31. Труда Хаммершлаг
Она младше меня на год, умней на все сто. Яркая еврейская девушка, орлиный нос, лучистые глаза, мужской пиджак, белая рубашка, галстук в клеточку. У нее все шло с опережением графика: рано вышла замуж, рано начала преподавать, в 23 года написала диссертацию о сути детского рисунка, в тридцать один умерла. Она смотрела на детей и их творчество как психолог, ее занимала не эстетика рисунков, а их будничная суть. Меня же в ту пору волновала лишь художественность. Я начала интенсивно заниматься с детьми после того, как Труды не стало. Все, о чем мы говорили, все, что я читала у нее, стало находить подтверждение.
В Терезине, в снежной замети, я увидела Труду. Постаревшее, но хорошо узнаваемое лицо. Мы стоим в очереди за едой. Я слышу, что она говорит молодой воспитательнице из нашего детского дома: «У девочки на рисунке закрыты все окна, хорошо бы их открыть». В умопомрачении произношу имя «Труда». Она оборачивается. Смотрит на меня и не узнает. Потому что это другая Труда. Ее фамилия Баумел. Моя одногодка, психолог из Праги. Под ее руководством я научусь анализировать детские рисунки.

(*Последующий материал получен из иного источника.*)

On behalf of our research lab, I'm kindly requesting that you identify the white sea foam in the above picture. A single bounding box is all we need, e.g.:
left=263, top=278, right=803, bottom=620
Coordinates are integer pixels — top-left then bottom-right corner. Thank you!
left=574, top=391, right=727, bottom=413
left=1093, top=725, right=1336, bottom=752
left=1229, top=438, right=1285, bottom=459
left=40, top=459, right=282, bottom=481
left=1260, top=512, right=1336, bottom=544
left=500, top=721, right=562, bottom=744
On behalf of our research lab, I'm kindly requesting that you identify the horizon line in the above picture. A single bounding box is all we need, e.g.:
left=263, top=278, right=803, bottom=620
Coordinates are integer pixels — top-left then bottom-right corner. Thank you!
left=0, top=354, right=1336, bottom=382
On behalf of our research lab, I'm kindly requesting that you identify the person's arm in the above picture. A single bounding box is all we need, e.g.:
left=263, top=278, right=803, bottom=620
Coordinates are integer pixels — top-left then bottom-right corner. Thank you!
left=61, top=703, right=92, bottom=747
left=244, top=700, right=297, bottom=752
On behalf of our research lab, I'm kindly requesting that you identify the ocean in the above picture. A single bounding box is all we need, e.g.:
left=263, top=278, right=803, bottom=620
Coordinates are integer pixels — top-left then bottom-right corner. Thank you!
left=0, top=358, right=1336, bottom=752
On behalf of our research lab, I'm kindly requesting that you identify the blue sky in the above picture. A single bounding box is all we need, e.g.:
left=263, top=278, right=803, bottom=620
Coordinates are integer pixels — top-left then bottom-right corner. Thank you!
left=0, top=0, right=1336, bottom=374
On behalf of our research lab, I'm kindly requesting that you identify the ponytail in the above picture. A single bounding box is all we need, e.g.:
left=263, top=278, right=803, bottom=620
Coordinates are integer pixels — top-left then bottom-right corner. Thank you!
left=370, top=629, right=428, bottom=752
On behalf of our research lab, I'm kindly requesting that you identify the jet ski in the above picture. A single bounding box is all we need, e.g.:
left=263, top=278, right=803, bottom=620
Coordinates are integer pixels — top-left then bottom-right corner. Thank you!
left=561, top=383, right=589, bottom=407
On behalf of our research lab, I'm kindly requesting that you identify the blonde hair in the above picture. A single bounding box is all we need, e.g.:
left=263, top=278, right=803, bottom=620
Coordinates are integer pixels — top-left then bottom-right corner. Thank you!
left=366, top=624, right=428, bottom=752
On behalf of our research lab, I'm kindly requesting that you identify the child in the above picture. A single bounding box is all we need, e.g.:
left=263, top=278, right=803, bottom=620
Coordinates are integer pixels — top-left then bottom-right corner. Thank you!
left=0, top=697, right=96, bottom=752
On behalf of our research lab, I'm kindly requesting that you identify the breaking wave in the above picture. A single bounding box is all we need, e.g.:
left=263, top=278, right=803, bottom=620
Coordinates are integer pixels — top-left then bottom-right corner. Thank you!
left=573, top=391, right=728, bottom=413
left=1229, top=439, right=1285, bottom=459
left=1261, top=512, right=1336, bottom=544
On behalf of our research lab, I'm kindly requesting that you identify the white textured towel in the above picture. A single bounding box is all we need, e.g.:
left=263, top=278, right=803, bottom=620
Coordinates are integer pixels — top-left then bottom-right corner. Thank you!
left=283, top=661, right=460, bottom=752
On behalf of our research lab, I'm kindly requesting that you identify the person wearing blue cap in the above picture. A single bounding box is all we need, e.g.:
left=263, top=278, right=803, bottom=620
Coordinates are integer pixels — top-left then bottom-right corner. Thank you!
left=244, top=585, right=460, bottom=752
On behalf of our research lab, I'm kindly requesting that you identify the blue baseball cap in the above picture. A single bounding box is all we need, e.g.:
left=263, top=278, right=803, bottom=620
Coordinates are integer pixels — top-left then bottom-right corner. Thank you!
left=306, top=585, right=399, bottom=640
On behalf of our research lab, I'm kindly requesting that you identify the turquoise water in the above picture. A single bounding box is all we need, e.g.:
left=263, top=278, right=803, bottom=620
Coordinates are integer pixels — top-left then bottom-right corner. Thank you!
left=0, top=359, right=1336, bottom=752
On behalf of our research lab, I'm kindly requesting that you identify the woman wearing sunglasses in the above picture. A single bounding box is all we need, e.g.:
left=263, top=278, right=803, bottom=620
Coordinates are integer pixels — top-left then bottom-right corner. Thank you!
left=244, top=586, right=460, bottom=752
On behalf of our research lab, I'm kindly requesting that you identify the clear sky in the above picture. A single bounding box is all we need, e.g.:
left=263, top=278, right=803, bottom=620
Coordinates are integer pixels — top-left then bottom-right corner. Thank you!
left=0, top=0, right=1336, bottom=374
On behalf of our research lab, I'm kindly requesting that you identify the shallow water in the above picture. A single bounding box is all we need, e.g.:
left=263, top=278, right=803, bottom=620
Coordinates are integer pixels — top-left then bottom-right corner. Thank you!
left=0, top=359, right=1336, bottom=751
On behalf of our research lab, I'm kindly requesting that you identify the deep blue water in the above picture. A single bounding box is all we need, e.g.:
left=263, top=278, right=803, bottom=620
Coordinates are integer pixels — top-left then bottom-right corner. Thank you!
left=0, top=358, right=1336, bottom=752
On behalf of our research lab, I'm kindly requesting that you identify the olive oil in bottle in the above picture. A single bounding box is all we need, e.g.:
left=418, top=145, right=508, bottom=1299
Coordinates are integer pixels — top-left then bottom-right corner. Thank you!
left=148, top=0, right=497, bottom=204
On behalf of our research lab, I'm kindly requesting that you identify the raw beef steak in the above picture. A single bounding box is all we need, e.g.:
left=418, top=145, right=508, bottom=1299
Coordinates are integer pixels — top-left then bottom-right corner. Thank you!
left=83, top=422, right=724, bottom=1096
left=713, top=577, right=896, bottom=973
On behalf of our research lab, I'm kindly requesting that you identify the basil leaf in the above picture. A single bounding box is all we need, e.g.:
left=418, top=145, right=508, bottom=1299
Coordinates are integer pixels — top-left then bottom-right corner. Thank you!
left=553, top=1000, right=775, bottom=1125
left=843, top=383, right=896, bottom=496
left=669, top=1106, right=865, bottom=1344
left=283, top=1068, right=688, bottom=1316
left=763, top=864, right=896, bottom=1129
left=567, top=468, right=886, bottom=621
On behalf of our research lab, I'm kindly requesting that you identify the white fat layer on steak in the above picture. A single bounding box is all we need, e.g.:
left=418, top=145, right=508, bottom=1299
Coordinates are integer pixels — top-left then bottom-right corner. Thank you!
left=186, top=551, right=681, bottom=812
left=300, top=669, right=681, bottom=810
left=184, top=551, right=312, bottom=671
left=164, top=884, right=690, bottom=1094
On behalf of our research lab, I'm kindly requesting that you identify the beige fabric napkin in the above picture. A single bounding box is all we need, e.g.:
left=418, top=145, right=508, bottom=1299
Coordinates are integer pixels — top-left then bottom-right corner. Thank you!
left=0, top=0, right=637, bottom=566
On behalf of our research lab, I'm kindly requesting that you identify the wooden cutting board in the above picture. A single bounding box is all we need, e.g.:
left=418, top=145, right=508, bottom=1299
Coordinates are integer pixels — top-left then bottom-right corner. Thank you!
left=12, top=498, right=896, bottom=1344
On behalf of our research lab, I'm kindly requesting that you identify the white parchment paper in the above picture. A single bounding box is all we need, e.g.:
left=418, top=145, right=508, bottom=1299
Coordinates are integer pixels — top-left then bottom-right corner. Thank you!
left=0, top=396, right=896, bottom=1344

У одного ребенка возник дом с наглухо закрытыми окнами и дверьми, одиноким цветком, платьицем и мебелью; все без связи, без пространственных отношений друг с другом. Этот ребенок приехал из дома сирот, где с детьми очень жестоко обращались, их постоянно держали взаперти и все их вещи, включая деньги, у них отбирали и прятали. Спустя некоторое время в Терезине, где ребенок приобрел хороших воспитателей, на его рисунках появился уютный столик с лампой, в комнате на стене висит картина. Вещи связаны воедино, их много. Вместо сухих штрихов появились линии, имеющие толщину и наполненность (не отрывисты). Также в лучшую сторону изменились и другие дети.
Как было замечено одной очень любимой воспитательницей, дом (по словам доктора Баумел, дом всегда означает самого ребенка) на первом рисунке отправлен в самый угол, его двери закрыты, окна пусты, линии имеют депрессивный наклон. На втором рисунке, после того как ребенок пришел в себя от оцепенения, в условиях благоприятного обращения, дом вернулся на середину листа, на окнах – занавески, на двери – глазок, на лугу – цветы, и даже солнце нарисовано не так бегло, как на первом рисунке.